Question

I'm stuck with .Net 1.1 application (i.e. I can not use the generics goodies from 2.0 for now), and I was trying to optimize some parts of the code. As it deals a lot with runtime callable wrappers, which need to be released, I ended up to create a utility method which loops until all references are released. The signature of the method is:

void ReleaseObject(object comObject)

After releasing all comObjects, I call GC.Collect and GC.WaitForPendingFinalizers (don't ask - anybody dealing with Office interop knows).

And ... as usual, I hit a corner case - if I do not assign the corresponding managed reference to null before the GC.Collect call, it does not cleanup properly.

So, my code looks like:

ReleaseObject(myComObject);
myComObject = null;
GC.Collect()
...

As, there are a bunch of xxx=null, I decided to put this in the util method, but as there is a difference between passing by reference, and passing a reference parameter, obviously I had to change the method to:

void ReleaseObject(out object comObject)
{
   //do release
   comObject = null;
}

and edit the caller to:

MyComClass myComObject = xxxx;
ReleaseObject(out myComObject);

This fails with a message: "Cannot convert from 'out MyComClass' to 'out object'"

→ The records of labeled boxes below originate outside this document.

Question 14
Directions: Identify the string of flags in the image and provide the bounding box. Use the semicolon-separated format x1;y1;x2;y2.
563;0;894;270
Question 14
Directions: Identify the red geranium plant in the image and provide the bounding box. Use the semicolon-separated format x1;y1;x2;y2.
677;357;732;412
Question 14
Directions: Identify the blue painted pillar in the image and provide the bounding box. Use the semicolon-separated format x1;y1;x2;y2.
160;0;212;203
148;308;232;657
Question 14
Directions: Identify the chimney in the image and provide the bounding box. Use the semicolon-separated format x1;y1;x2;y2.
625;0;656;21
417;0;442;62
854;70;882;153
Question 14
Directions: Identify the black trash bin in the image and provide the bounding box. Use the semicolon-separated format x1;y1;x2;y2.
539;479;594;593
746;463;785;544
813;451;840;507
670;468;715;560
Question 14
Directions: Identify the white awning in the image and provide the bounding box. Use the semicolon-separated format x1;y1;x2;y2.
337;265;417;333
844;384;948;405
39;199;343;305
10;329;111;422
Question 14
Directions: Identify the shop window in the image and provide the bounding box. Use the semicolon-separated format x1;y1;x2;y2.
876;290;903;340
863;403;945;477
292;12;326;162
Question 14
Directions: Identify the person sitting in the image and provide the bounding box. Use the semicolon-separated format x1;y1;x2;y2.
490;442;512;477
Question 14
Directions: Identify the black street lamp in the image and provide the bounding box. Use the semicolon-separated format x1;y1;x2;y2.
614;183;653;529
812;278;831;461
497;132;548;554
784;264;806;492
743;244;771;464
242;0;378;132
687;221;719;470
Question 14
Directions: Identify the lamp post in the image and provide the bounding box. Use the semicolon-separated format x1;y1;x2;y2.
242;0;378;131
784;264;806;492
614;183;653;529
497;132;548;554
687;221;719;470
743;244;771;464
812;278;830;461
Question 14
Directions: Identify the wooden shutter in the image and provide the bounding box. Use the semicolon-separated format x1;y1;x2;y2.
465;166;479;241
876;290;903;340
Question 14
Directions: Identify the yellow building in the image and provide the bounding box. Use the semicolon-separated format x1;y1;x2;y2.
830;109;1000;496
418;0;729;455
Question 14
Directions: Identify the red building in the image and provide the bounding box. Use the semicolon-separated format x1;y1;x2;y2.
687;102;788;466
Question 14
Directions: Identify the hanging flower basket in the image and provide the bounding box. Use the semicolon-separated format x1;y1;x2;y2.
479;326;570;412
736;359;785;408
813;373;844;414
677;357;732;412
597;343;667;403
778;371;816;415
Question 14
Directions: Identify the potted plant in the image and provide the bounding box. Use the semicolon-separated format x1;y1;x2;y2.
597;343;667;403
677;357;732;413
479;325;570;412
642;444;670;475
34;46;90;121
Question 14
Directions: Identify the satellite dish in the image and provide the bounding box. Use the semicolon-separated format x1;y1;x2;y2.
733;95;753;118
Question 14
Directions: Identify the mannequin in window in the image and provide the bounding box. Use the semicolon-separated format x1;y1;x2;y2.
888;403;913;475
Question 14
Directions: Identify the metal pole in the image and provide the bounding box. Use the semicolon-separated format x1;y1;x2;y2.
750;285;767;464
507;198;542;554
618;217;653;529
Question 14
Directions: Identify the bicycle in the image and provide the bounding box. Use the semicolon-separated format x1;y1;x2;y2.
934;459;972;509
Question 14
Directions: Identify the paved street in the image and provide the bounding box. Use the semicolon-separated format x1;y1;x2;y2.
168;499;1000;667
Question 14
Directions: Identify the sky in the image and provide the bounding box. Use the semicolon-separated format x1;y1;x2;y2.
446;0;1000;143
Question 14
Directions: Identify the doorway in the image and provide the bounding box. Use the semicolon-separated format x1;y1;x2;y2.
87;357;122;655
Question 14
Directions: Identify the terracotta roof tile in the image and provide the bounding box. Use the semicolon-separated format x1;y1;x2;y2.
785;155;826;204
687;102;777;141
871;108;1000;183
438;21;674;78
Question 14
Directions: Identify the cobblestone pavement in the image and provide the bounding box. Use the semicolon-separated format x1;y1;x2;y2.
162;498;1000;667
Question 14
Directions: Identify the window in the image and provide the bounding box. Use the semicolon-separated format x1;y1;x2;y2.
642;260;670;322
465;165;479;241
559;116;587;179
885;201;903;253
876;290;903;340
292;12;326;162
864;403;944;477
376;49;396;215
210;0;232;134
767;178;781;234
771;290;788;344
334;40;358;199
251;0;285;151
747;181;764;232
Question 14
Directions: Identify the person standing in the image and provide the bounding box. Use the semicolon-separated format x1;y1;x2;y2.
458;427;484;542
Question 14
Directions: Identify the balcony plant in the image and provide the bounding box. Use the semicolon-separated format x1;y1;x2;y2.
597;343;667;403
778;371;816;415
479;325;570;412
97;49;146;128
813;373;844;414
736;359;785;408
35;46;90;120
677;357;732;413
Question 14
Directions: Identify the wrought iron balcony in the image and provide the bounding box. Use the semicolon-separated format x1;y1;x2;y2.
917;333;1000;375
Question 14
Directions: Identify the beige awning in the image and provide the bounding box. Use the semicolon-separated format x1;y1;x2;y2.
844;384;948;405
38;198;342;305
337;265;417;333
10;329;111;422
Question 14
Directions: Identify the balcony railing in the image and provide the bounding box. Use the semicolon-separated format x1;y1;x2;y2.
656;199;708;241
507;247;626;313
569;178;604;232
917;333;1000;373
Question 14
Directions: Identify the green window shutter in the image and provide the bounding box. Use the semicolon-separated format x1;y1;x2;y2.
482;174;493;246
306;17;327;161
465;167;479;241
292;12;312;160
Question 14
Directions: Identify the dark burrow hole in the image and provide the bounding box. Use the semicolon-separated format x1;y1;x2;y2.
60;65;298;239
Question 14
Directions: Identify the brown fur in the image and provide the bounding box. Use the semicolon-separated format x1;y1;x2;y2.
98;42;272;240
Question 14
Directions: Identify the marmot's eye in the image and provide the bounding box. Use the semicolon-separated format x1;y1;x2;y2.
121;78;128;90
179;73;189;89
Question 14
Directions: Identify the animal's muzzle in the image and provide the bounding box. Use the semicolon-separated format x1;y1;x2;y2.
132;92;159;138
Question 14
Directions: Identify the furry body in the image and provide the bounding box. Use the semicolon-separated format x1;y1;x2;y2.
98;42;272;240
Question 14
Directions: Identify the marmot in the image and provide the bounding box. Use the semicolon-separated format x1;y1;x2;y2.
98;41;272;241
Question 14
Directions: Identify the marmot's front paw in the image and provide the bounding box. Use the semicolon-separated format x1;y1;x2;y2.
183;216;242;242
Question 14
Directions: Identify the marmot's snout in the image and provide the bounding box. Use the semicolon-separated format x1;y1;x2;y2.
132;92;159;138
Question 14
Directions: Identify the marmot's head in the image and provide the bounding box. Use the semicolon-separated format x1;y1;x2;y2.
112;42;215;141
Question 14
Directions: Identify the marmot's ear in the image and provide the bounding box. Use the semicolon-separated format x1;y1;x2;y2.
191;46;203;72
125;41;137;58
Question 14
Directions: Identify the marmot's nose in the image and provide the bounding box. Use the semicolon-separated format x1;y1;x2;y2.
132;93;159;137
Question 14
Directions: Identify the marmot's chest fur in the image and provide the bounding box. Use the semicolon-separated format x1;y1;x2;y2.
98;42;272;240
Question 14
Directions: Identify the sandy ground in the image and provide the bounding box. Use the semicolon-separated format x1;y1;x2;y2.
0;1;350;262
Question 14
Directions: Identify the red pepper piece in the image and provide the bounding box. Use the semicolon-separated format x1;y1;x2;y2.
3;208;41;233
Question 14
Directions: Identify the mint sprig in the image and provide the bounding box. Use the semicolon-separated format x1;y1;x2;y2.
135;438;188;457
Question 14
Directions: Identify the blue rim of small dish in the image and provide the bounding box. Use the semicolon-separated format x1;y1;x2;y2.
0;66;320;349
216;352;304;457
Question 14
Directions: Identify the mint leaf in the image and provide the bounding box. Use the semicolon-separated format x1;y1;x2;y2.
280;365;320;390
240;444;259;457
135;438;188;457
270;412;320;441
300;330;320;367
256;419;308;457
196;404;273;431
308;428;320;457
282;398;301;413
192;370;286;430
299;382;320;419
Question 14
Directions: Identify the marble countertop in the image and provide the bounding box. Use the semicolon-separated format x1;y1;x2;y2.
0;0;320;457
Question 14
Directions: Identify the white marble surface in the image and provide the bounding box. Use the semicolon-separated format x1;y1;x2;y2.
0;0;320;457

While I can think of why it can be a problem (i.e. the reverse cast from object to MyComClass is not implicit, and there is no guarantee what the method will do), I was wondering if there is a workaround, or I need to stay with my hundreds assignments of nulls.

Note: I have a bunch of different COM objects types, thats why I need a "object" parameter, and not a type safe one.

Was it helpful?

Solution

Why is it better to call a method than to just set the variable to null? They're both single line calls, and the latter is a lot simpler.

It does sound very odd that you need to set them to null in the first place though. Are these static variables, or instance variables whose values need to be released earlier than their containing object? If the variable is just a local variable which will go out of scope anyway, setting it to null shouldn't make any difference (in release).

Do the RCWs not implement IDisposable? If so, calling Dispose (preferably via a using statement) would be the best bet.

(After discussions in comments.)

These are local variables, which aren't referenced later in the method. That means the garbage collector will realise that they don't need to be treated as "root" references - so setting them to null shouldn't make any difference.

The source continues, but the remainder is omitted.